Mr Spitzbart, what is special about your work?
For GIZ, it’s a pilot project. For the first time, we are helping a waste disposal site reform from the inside out. The topic of recycling and the conservation of natural resources is becoming increasingly important across the globe. We will be able to apply the insights gained in Agbogbloshie at other waste disposal sites and informal recycling centres too. As some of the appliances that end up in Ghana were imported from western countries at some point, the project also has a direct link to Europe.
How did GIZ manage to gain the workers’ trust?

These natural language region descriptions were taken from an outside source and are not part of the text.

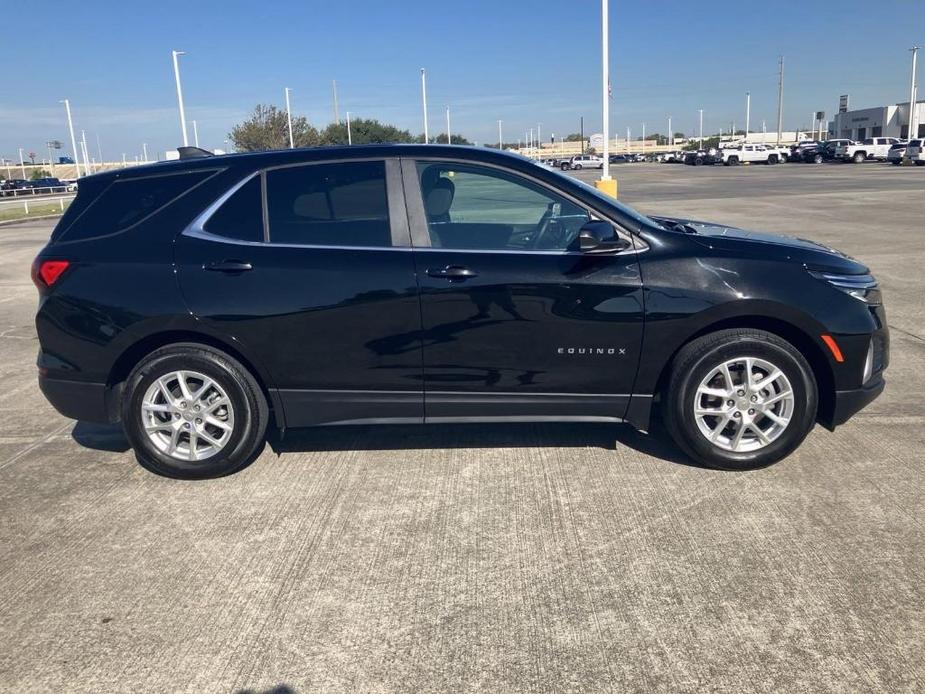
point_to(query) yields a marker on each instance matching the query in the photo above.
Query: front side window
(343, 204)
(482, 208)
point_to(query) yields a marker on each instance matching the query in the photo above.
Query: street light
(288, 120)
(912, 134)
(70, 127)
(176, 74)
(424, 102)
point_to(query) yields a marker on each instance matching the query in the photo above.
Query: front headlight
(862, 287)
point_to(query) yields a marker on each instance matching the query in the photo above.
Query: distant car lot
(532, 557)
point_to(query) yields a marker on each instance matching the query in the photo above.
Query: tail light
(45, 272)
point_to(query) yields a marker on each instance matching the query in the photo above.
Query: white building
(882, 121)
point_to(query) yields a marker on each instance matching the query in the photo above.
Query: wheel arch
(799, 338)
(138, 350)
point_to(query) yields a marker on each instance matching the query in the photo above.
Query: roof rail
(193, 152)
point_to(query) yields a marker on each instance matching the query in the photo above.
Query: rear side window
(125, 203)
(329, 205)
(241, 216)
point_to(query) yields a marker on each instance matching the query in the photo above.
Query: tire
(704, 356)
(243, 416)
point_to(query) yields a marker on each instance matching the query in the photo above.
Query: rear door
(309, 270)
(516, 322)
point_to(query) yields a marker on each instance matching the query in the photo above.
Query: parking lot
(534, 558)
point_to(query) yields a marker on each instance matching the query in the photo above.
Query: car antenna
(194, 152)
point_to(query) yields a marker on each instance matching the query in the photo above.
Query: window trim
(398, 219)
(417, 215)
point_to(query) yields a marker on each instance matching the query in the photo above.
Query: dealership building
(882, 121)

We have talked a great deal to the people there over the past year and a half, trying to find out what they would most like and what they most need. Two things people repeatedly mentioned were that a health centre should be set up and the football pitch repaired, both of which we have done. Moreover, we managed to explain to them in a dialogue that we don’t want to stop the core activities at the waste disposal site, but instead optimise them with regards to the environment and health – so that the jobs won’t be lost, but they will become safer.
How are good jobs going to be created in Agbogbloshie?

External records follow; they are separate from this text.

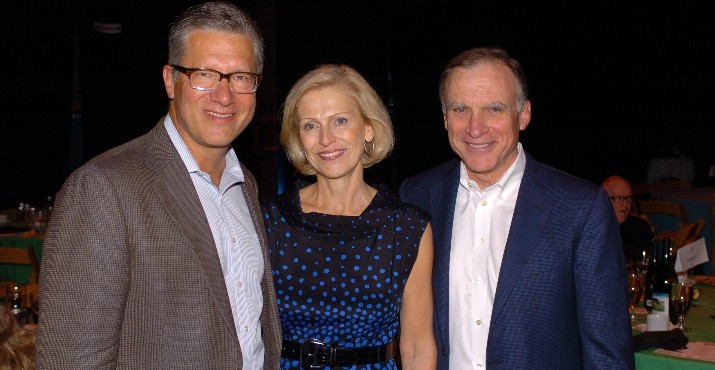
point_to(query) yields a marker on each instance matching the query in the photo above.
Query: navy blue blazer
(561, 300)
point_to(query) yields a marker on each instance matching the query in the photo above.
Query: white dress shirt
(237, 245)
(482, 219)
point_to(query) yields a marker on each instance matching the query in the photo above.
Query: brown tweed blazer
(130, 277)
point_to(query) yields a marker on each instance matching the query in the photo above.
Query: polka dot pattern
(340, 279)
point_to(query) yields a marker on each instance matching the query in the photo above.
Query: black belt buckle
(313, 354)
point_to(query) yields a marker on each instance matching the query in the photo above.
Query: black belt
(314, 354)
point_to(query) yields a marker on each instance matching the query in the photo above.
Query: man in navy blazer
(529, 271)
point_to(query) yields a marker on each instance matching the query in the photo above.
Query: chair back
(21, 256)
(668, 220)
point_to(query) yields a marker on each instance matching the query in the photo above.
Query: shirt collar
(232, 173)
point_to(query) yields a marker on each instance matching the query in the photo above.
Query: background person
(528, 264)
(155, 255)
(636, 233)
(352, 264)
(17, 345)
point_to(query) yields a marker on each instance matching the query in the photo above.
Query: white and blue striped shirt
(236, 242)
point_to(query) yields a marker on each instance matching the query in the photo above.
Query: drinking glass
(681, 296)
(635, 289)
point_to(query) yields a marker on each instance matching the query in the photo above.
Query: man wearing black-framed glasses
(156, 255)
(636, 233)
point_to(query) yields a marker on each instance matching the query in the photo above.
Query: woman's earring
(371, 147)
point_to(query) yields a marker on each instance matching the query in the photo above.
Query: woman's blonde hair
(368, 101)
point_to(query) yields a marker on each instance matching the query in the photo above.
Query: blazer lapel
(526, 225)
(176, 190)
(443, 197)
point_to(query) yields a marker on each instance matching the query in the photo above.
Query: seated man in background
(636, 233)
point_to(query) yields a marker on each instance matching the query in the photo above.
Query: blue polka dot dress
(340, 279)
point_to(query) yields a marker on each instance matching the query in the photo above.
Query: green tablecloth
(19, 274)
(702, 330)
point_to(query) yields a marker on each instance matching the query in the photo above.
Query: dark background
(612, 83)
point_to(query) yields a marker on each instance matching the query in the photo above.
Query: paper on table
(691, 255)
(703, 351)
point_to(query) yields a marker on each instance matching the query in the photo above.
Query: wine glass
(681, 296)
(642, 262)
(635, 289)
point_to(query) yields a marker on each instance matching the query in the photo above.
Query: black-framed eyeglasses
(205, 79)
(621, 198)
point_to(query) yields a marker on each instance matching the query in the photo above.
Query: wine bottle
(650, 276)
(663, 281)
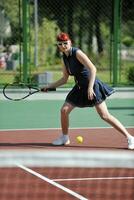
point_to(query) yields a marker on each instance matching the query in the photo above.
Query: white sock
(66, 137)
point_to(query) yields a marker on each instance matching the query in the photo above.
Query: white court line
(94, 179)
(71, 128)
(78, 196)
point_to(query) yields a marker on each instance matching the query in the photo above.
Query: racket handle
(47, 89)
(51, 89)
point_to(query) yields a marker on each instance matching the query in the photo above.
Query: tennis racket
(17, 92)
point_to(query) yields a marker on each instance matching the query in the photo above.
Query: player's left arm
(82, 57)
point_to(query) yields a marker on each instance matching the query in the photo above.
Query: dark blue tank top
(76, 69)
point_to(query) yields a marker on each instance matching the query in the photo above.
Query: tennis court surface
(101, 168)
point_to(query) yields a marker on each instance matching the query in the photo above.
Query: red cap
(63, 37)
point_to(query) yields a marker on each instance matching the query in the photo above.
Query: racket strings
(17, 92)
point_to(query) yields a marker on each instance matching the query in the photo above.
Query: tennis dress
(78, 95)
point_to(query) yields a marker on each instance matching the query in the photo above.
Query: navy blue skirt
(78, 95)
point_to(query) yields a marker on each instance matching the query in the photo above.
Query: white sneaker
(61, 141)
(131, 142)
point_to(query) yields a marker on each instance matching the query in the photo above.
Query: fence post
(116, 41)
(25, 24)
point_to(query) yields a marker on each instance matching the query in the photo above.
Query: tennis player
(87, 92)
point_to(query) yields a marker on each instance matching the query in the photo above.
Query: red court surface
(94, 183)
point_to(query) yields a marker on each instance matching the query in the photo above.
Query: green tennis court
(46, 114)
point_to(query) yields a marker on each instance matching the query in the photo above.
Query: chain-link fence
(28, 30)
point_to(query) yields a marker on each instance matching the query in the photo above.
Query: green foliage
(47, 42)
(130, 74)
(127, 41)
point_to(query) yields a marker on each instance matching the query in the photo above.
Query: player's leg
(64, 138)
(105, 115)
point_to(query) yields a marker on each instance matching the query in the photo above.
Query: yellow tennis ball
(79, 139)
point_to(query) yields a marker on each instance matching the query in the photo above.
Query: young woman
(88, 90)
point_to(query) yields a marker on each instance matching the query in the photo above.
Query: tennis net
(69, 175)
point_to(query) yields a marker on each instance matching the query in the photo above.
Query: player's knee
(64, 111)
(104, 116)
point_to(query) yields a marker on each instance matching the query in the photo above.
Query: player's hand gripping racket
(17, 92)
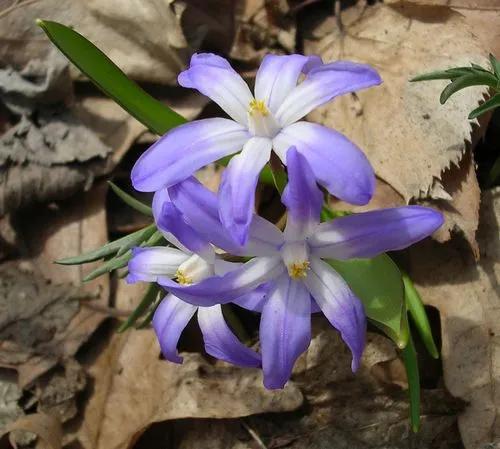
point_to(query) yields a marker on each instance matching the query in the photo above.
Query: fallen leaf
(165, 33)
(466, 294)
(75, 226)
(46, 427)
(408, 136)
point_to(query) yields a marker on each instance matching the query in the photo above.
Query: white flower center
(261, 121)
(296, 258)
(193, 270)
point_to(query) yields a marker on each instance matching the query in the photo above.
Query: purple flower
(261, 123)
(291, 265)
(196, 260)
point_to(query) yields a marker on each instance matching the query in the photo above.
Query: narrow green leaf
(492, 103)
(379, 285)
(110, 265)
(158, 117)
(467, 81)
(417, 312)
(131, 201)
(495, 65)
(110, 248)
(411, 366)
(451, 74)
(280, 178)
(148, 299)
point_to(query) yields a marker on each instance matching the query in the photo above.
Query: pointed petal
(302, 197)
(200, 209)
(322, 84)
(147, 264)
(223, 289)
(214, 77)
(371, 233)
(237, 189)
(220, 342)
(337, 163)
(278, 75)
(169, 320)
(185, 149)
(339, 305)
(285, 330)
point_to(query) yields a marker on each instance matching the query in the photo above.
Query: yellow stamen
(298, 270)
(182, 279)
(258, 106)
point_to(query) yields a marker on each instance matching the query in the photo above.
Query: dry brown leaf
(467, 296)
(150, 41)
(483, 16)
(408, 136)
(71, 228)
(130, 375)
(46, 427)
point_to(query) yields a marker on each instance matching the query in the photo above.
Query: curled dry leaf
(410, 138)
(466, 294)
(46, 427)
(164, 35)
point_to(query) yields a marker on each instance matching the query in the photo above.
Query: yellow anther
(298, 270)
(258, 106)
(182, 279)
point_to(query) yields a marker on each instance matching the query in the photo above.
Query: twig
(254, 435)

By running training courses, we can improve the workers’ qualifications, hence enhancing their working conditions and increasing the amount they can earn. To achieve this, we are also investing in optimised cooperation between the formal and the informal recycling sector in Ghana. In addition, we are promoting exchange between the political level and the workers at the waste disposal site. This is gradually putting Agbogbloshie on the path towards jobs with fair pay that help promote environmental protection.